The age of a book has little to do with its value; in fact, today's collectible market seems to be more interested in modern books than in the classics. So... what makes a book valuable?
Let's say you have a title that is desirable to collectors, and you've heard that someone else sold a copy for $1,000! Here's some basic information on ascertaining if you have a $1,000 treasure or a $20 reading copy.
Note: The following pertains to American publishers and printing.
If a book is a desirable title to collectors, then the issues of edition and condition become important. Most collectors want the first edition (also called first printing) of a title. Significant authors may also be published in limited or special editions, perhaps with a special deluxe binding, signed by the author and limited to a small number printed. These are usually collected also, although marketplace demand governs which can command a premium price.
So, how can you tell if you have a first edition? Although publishers are not standardized in their identification methods, most of the well-known publishers of modern books follow conventions that are found on the copyright page. The copyright page is the back of the title page, and it specifies the copyright owner and date. Other information is provided on the copyright page, but we're interested in finding a number row near the bottom of the page. For most publishers (except Random House) who use a number row, if the single character 1 or A appears in the row, it is a first printing. It may appear at the beginning or the end of the row.
1 3 5 7 9 10 8 6 4 2
10 9 8 7 6 5 4 3 2 1
1 2 3 4 5 6 7 8 9 10
all identify first printings. Many publishers also include the words "First edition" or "First printing" as well.
Be careful -- later printings may still have the words "First Edition" while the number row indicates a later printing. The lowest number in the row shows which printing this copy is.
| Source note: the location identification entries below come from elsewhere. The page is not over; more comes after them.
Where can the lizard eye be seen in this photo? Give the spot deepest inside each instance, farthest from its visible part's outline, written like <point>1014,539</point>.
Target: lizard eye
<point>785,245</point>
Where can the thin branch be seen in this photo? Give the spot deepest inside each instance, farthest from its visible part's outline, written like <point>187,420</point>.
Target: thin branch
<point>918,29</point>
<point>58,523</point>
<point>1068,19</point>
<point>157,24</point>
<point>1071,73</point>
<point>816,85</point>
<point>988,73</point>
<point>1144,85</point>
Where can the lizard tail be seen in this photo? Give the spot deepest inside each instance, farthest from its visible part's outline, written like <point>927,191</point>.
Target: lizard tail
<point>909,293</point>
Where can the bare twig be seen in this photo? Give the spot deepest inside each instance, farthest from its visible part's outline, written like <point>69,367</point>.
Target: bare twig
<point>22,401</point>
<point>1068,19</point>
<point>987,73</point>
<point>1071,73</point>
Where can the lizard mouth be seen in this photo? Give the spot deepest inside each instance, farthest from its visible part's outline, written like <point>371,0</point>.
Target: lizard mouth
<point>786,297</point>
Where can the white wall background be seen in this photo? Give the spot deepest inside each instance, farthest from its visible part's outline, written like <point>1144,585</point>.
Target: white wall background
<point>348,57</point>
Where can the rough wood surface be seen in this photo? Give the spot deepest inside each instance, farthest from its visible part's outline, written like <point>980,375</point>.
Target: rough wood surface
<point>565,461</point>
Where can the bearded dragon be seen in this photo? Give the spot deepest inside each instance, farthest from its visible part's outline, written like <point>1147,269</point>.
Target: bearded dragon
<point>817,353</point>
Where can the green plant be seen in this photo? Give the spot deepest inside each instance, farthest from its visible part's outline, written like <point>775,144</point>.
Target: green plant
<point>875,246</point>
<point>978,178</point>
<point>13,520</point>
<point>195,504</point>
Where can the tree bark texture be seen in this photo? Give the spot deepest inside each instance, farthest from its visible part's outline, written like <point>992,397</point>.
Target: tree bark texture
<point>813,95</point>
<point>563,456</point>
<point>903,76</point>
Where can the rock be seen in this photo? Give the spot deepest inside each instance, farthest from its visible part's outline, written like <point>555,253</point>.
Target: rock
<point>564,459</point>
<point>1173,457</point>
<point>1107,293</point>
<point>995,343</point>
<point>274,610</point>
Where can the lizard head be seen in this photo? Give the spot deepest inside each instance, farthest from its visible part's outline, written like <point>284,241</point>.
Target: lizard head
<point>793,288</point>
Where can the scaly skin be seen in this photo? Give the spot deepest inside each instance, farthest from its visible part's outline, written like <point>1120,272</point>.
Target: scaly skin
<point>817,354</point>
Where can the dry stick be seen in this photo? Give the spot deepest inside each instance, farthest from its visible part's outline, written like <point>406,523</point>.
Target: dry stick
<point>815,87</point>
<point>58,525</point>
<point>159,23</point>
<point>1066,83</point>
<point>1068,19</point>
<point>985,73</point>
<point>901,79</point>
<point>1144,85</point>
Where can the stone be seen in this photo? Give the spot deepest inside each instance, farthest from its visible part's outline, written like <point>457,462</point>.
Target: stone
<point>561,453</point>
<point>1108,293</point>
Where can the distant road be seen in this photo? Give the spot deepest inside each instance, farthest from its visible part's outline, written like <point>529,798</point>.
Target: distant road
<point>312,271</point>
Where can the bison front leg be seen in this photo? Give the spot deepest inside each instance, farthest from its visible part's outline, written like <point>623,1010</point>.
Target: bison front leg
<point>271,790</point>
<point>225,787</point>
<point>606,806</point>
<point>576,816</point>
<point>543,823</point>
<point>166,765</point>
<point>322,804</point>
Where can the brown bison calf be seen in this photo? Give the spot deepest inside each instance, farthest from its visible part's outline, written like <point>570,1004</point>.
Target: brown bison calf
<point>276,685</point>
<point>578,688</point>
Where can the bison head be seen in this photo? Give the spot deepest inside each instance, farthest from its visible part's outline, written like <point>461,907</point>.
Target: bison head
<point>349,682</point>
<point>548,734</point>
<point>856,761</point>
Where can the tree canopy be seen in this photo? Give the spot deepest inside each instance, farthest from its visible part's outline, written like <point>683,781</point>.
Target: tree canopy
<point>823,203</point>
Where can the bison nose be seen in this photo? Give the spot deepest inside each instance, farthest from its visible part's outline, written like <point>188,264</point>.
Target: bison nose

If the lowest number is a 3, then you have a third printing (of no particular value).
The exception to the rule -- there's always one, isn't there? Random House. Random, if they use a number row, indicates a first printing with the number 2 AND a statement of First Edition.
Earlier this century (and sometimes today), publishers did not use the number row. They simply printed a date on the title page and did not specify any later printings on the copyright page. Usually, if the copyright date and the date printed on the title page match, you have a first printing.
The next critical issue with regard to value is a book's condition. Collectors want the best condition they can get; if a book has never been opened, so much the better. The best collectible condition is a pristine book, very crisp, with no previous owner's bookplate, name, markings, or dog-eared pages.
If the book was issued with a dust jacket, the jacket must be present and in pristine condition also -- not price-clipped, not taped to the book, not creased, rubbed, wrinkled or torn. No pieces missing or little chips gone ... you get the picture.
Today, most of the large retail publishers print the book's price on the dust jacket flap. If there is no price, the book may be a Book Club edition of no value. However, there are some university presses who do not print the price on the dust jacket.
This may seem odd, but in today's market the dust jacket contributes as much as 75 - 85% of the value of the book.
Never remove or destroy a dust jacket ... even if it's in bad condition. Because of the fragile nature of dust jackets, many of them don't survive. Collectible books from the earlier years with dust jacket (even chipped and torn) are frequently worth 2 to 3 times the same book without a dust jacket.
So, cover your dust jackets with clear mylar covers (made for the purpose) and then keep the jackets on the books. They protect books from dirt and oil and were designed to protect a book's covers.
When you read a book catalog or describe a book that you wish to sell, there are some widely accepted standards for grading the book. These grading standards should be applied separately to book and dust jacket; for example, fine/very good means that the book is fine and its dust jacket is very good. In addition to grading the book and its jacket, you should also detail all flaws.